I did, running across the road in the haze of HC smoke, and skidding to a stop next to Chris, who was on a knee behind a low tree, watching back toward where we had come. I bumped him and took his place as he fell back toward the shore.

Shortly, Mike, Larry, and Johnny came sprinting out of the haze, followed by the errant cracks of wild, unaimed gunfire, with Alek taking up the rear. I waved them past me, toward the shore. I’d take the rear.

Just as Alek ran past, the helo arrived, and things got more complicated.

It roared over, low, the downblast from its coaxial rotor shredding and tattering the smoke that was hiding us from the limited eyes of the ground forces. It didn’t fire, but looking up I saw that there was indeed a weapon slung underneath the bulbous cockpit. I hoped it wasn’t as big as I was afraid it was, but even if it was a light machine gun, it spelled bad news.

“Cover!” Alek bellowed at the top of his lungs. Except there wasn’t any. We might be able to dodge the helo in the bushes, but we were exposed on the long flat run to the beach.

“Fire on it!” I yelled, as I tracked the helo with my own rifle and started suiting actions to words. “Get some lead on that motherfucker!” I remembered learning about VC and NVA counter-aircraft techniques, some of which were still taught in the Basic Reconnaissance Course. It was a long shot, but there was a chance to bring down a helo with massed small arms fire.
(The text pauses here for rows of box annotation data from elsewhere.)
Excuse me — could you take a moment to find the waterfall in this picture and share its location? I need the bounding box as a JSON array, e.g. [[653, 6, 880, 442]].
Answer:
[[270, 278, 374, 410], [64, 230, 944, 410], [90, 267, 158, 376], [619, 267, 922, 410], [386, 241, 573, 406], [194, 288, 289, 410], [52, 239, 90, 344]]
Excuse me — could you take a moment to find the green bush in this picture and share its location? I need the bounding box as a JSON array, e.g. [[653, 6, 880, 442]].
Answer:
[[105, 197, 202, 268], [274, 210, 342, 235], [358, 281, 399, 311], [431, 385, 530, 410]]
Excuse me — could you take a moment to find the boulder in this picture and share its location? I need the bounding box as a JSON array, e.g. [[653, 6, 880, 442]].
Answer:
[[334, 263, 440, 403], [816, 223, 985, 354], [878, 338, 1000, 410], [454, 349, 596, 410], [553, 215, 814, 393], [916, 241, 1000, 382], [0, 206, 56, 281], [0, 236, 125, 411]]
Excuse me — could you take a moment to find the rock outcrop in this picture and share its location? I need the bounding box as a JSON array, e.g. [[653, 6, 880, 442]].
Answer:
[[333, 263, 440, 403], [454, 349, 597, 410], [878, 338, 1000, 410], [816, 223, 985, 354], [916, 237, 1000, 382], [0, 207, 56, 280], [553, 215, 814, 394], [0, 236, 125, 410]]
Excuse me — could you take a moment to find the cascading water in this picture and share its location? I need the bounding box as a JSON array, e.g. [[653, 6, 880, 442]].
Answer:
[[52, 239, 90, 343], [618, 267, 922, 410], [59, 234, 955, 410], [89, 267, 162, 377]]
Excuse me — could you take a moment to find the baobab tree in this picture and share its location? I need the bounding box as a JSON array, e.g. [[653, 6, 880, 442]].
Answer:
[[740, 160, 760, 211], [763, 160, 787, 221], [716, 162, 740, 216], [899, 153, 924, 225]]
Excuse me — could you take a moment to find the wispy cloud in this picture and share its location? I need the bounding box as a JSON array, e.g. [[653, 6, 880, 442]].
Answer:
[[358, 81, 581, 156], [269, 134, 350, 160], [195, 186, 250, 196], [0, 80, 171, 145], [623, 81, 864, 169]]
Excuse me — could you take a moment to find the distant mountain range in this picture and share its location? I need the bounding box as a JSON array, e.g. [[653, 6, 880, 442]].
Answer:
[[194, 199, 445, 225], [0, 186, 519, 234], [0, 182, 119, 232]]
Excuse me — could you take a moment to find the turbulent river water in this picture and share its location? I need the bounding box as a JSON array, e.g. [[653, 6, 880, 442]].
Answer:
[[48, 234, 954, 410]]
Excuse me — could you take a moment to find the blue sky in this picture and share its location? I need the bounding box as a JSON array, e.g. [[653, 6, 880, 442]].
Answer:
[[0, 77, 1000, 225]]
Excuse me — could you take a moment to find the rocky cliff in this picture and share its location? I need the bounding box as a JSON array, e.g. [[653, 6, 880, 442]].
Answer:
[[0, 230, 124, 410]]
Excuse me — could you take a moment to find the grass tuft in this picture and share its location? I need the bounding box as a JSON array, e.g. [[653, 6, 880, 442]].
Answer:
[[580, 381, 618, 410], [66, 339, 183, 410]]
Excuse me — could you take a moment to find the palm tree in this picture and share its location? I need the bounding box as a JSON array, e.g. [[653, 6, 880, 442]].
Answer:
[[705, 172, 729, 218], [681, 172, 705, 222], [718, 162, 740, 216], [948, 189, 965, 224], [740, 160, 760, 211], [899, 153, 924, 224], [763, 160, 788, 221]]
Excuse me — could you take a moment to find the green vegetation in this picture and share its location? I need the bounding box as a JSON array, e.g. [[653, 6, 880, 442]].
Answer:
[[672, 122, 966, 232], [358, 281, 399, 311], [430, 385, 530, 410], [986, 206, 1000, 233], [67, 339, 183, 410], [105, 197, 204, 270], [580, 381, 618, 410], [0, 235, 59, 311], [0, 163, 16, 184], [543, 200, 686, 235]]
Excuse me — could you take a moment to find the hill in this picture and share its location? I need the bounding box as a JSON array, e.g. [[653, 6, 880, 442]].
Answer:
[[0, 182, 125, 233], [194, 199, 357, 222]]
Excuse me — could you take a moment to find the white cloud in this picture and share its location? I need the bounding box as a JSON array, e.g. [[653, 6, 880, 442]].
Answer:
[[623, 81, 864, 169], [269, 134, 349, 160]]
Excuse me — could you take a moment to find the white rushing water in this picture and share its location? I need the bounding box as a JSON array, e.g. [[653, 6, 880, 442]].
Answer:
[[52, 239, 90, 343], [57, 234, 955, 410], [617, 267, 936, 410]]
In a staggered line leading toward the beach, the teams started opening fire, even as we fell back toward the water. I was banking on the Kamov being thin-skinned enough that we could either hit something vital in the engine, or kill or maim the pilot. It swung out over the water, and started in on its first firing pass. Most of our smoke was gone, torn away by the helo’s low passage. I tried to ignore the blossoming muzzle flash in its nose as it bore down on us. Gouts of sand and gravel were blasted into the air along the beach as the pilot walked his fire toward us.

I was aiming for the windscreen, dumping the magazine as fast as I could squeeze the trigger and get the muzzle back on target. Nearby, Johnny was dumping the last of his M60 ammo into the oncoming helicopter.

The Ka-29 suddenly banked sharply, or was it veering out of control? It almost half turned over, seemed to right itself drunkenly, then nosed down and started to drop. Somebody must have hit the pilot. Unfortunately, it was dropping straight toward us.

Johnny and I had nowhere to run but back toward the road to try to evade the plummeting twelve tons of metal, fuel, and spinning rotor blades. As we scrambled out of the way, more shots crackled overhead. I glanced toward the road, and saw two AML-90s rolling toward us, firing their coax machineguns, followed by what looked like close to a company of Yemeni infantry.

The helo hit with an earth-shaking impact, the fuselage crumpling and the rotors spinning into whirling shrapnel as they bit into the earth. Dust and sand blew outward with a hammering shockwave that knocked both of us off our feet. Sparks and flame started to pour out of the engine cowling as the engine seized and caught fire, then the fuel tanks exploded.

A massive orange fireball lit up the night, and the heat hit us like a wall. I scrambled up on my feet, grabbing Johnny by his kit as I went, and shoved him toward the west, away from the Yemeni troops. A glance showed they’d been rocked by the crash, and it would take them a few precious moments to get their shit together after that. I was determined to take advantage of the shock.